Кончив читать, протянул докладную записку. Петр макнул перо, чиркнул, брызгая чернилами.
— На кампанию вооружим пяток линкоров да пару фрегатов. Крейсировать им из Ревеля до Кронштадта. Флагманами назначим Сиверса да Вильстера...
Двадцать четвертого января Апраксин проводил первый отряд к Великому океану. Перед ним почтительно вытянулись капитан 1-го ранга Витус Беринг и лейтенант Алексей Чириков.
— Государю ныне невмочь... — В горле у Апраксина запершило, подкатился ком, он кашлянул, сдерживая себя. — Инструкция государя при тебе, Беринг, а ты, лейтенант, ее читывал. Исполняйте все, как предписано, о державе помните. Отправляйтесь с Богом...
Прошло всего два дня, и Петр понял, что настает его час. В минуты просветления исповедался и приобщился святых тайн, как всякий православный. Попытался написать завещание, но перо выскользнуло из ослабевшей руки.
В ночь на 28 января 1725 года Петр впал в беспамятство, и только тяжкие стоны являли окружающим его страдания...

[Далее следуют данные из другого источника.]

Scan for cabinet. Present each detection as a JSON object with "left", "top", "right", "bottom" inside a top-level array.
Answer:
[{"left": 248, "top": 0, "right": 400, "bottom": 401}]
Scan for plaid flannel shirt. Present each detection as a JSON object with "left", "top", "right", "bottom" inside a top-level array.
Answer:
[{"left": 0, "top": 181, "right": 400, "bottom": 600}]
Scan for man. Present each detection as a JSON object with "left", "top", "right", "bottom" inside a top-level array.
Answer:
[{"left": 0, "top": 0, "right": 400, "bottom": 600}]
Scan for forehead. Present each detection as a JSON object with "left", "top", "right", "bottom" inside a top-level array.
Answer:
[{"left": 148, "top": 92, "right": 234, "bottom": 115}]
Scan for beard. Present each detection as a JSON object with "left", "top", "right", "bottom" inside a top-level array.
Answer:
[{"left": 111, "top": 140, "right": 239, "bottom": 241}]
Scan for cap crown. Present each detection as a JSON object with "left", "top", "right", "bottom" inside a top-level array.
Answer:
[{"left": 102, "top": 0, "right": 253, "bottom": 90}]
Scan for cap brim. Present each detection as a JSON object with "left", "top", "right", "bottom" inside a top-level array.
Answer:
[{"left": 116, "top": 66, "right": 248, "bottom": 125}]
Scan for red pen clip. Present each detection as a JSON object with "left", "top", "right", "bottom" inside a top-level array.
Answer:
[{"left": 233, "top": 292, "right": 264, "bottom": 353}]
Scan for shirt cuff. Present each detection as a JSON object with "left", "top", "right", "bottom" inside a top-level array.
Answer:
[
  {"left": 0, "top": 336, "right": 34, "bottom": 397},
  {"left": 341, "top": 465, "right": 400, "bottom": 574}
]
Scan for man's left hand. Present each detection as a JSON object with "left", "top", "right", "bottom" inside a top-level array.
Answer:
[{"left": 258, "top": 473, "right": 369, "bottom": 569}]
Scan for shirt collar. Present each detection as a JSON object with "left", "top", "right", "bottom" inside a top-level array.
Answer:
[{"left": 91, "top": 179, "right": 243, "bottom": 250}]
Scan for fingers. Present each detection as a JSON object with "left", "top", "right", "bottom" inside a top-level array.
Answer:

Около постели царя, кроме священника и врачей, находились Екатерина с дочерьми, герцог Голштинский, обрученный с дочерью Петра, Анной, Апраксин. Поодаль скорбно стоял присмиревший, прощенный накануне царем Меншиков. Но он долго не задерживался в опочивальне, то и дело на цыпочках выходил в соседний зал.
В опочивальне Петра истекали последние часы жизни и царствования первого русского императора, а там, за стеной, третий день, пока приглушенно, кипели страсти...
Как часто бывает в обыденной жизни, человек еще не покинул этот свет, а близкие без зазрения совести уже начинают шептаться о дележе наследства. В данных обстоятельствах наследовать было что. Освобождался трон одной из сильнейших держав Европы.
В последние дни сердце Апраксина безотчетно сжимала горесть неминуемой утраты единственного в этом мире близкого ему по духу человека. И тут же он то и дело чувствовал на себе выжидающие взгляды присутствующих. Когда он выходил передохнуть от переживаний в зал, к нему устремлялись взоры графа Петра Толстого, Меншикова, Ягужинского, Остермана и сидевших напротив князей Голицына и Долгорукова, его брата Петра Апраксина, президента Юстиц-коллегии, фельдмаршала Репнина, президента военной коллегии.